Wednesday, April 16, 2014 8:40:37 AM
CARSON CITY, NV--(Marketwired - Apr 16, 2014) - Pan Global, Corp. (OTCQB: PGLO) (the "Company") today announces the 4th of a five-part series of press releases intended to provide its current and prospective shareholders with an analysis of the Company's opportunity in India's green energy industry plus additional details about Project Badyar, a 5.7MW small-hydro power plant in northern India currently being acquired by the Company through its staggered purchase of the outstanding equity (and convertible debt if not converted) of Regency Yamuna Energy Limited, an India corporation commissioning the project ("RYEL").
In today's analysis, the Company is pleased to present the tariffs Project Badyar will earn as revenue under RYEL's Power Purchase Agreement with India's state-owned power corporation, Uttaranchal Power Corporation Limited.
Under the Power Purchase Agreement, Project Badyar is to earn a total of 4.27 Indian Rupees (INR) per kilowatt hour (kWh), consisting of base gross tariff of 4.22 INR per kWh and an additional 0.05 INR per kWh because RYEL had constructed certain transmission infrastructure and transferred it to the state-owned power company. That total tariff rate equals approximately $0.0709 USD per kWh based on the April 15, 2014 exchange rate as reported by Bloomberg.

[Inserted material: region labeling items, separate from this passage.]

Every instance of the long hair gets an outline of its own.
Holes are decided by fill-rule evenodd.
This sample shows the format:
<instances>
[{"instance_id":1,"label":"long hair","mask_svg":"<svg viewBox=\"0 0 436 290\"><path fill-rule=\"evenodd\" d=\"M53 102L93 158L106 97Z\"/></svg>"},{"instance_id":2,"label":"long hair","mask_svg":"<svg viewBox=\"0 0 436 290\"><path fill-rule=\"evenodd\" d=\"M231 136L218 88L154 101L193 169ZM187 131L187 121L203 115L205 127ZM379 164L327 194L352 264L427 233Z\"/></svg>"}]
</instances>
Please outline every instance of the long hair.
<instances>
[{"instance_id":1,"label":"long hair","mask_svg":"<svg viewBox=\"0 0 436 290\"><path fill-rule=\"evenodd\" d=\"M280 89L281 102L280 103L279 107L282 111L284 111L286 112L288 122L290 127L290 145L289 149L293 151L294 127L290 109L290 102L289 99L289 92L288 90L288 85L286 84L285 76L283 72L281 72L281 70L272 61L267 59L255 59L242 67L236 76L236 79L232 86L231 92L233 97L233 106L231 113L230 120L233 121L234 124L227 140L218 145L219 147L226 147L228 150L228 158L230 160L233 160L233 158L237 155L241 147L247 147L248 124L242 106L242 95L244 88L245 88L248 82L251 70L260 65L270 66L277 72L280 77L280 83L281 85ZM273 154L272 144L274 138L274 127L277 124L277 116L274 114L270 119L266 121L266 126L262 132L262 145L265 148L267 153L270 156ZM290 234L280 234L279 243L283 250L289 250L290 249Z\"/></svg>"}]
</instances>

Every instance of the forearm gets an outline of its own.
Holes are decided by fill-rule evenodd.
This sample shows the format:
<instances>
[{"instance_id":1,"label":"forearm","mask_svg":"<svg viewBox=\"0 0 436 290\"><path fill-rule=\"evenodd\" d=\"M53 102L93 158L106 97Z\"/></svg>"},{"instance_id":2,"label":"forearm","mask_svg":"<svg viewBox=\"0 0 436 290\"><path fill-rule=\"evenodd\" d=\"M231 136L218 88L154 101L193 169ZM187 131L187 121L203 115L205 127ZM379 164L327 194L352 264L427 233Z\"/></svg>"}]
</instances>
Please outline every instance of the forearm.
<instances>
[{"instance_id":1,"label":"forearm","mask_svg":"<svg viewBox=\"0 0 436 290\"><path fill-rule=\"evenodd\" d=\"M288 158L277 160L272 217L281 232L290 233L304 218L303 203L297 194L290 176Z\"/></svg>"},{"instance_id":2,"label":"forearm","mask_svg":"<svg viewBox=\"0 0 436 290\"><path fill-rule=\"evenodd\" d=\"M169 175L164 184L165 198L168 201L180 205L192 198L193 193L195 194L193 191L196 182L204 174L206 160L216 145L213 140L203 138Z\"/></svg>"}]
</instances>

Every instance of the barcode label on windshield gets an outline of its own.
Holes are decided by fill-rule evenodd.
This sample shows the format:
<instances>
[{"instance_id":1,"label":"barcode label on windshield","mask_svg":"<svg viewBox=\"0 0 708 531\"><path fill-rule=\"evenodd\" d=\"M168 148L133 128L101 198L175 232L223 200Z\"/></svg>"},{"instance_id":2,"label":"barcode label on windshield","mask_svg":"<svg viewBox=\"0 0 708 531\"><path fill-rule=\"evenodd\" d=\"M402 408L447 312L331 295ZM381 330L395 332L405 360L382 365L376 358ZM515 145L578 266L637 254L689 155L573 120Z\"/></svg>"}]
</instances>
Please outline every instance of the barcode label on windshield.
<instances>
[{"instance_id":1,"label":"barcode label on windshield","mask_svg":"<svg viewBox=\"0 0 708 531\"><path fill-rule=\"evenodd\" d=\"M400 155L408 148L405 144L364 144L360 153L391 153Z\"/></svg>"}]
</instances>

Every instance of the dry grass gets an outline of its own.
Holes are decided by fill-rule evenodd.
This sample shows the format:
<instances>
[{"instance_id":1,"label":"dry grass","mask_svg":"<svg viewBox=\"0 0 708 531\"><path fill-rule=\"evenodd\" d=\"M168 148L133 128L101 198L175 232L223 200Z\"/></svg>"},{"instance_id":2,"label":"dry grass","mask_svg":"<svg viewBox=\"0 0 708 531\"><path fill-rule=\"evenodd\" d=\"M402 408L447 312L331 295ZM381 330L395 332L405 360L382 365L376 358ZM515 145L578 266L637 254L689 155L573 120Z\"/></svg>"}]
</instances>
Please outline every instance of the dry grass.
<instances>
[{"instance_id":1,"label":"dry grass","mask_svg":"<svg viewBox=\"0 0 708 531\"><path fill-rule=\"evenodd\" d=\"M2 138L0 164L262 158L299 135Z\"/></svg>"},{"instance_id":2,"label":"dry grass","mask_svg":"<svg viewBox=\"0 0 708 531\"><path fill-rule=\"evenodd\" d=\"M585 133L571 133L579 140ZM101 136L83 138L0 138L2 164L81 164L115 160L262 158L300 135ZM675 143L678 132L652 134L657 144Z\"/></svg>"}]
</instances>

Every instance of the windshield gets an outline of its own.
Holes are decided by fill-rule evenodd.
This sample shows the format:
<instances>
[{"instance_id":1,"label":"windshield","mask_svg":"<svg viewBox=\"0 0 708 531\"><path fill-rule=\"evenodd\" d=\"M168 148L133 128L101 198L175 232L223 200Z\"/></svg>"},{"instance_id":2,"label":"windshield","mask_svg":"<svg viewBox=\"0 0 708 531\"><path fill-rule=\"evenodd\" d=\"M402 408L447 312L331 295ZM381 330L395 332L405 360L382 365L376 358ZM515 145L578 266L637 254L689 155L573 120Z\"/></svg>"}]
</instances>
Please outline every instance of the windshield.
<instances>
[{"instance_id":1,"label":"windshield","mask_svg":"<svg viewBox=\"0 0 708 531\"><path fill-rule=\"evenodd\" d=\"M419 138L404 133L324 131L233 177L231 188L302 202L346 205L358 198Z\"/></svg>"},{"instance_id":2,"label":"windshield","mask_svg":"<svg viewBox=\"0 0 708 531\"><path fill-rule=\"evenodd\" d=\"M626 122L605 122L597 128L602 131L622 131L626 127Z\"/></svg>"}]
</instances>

The tariff rates are in accordance with India's Uttarakhand Electricity Regulatory Commission 2013 regulations and the Power Purchase Agreement is effective for 35 years following the commercial operation date of the small-hydro power plant.
Project Badyar is estimated to be 95% complete and is in the final stages of construction, which is expected to be completed this month, barring adverse weather or unforeseen circumstances.
Once construction is completed, the process of getting Project Badyar connected to the power grid (i.e., commissioned) is intended to begin immediately so that the plant can commence commercial operations as soon as possible.
Photos of Project Badyar can be viewed at the following link:
http://www.slideshare.net/slideshow/embed_code/33051642
Company management commented, "We are extremely proud to share today with our shareholders more details of the first small-hydro plant the Company is working towards acquiring. RYEL has done a tremendous job over the past few years in getting Project Badyar's construction to this stage. Once construction is completed, the process of getting Project Badyar connected to the power grid is intended to begin immediately in order to commence commercial operations as quickly as possible. We are excited to be involved and look forward to the future. We intend to continue to increase our equity interest in RYEL under our acquisition agreement with RYEL."
As previously reported, the Company is in the process of acquiring 100% of Project Badyar through its staggered acquisition of RYEL. The Company currently holds a 9.46% equity stake in RYEL.
Company management commented further, "We look forward to continuing to provide our shareholders with additional information and insights into our vision and plans with this Shareholder Analysis Series. We believe in the path we have chosen, and are committed to our long term goal of building shareholder value."
As the Company has previously disclosed, on October 28, 2013, the Company, through its wholly-owned subsidiary, Pan Asia Infratech Corp., entered into a Stock Purchase Agreement ("Acquisition Agreement") with RYEL and its shareholders, pursuant to which the Company has agreed acquire, on a staggered basis, 100% of the outstanding shares and convertible debt (if not previously converted) of RYEL. Further details of the Acquisition Agreement are available in the Company's periodic and current reports filed with the SEC and available on the SEC's website free of charge at www.sec.gov.
The Acquisition Agreement contains pre-closing conditions, customary representations and warranties, post-closing covenants and mutual indemnification obligations for, among other things, inaccuracy or breach of any representation or warranty and any breach or non-fulfillment of any covenant.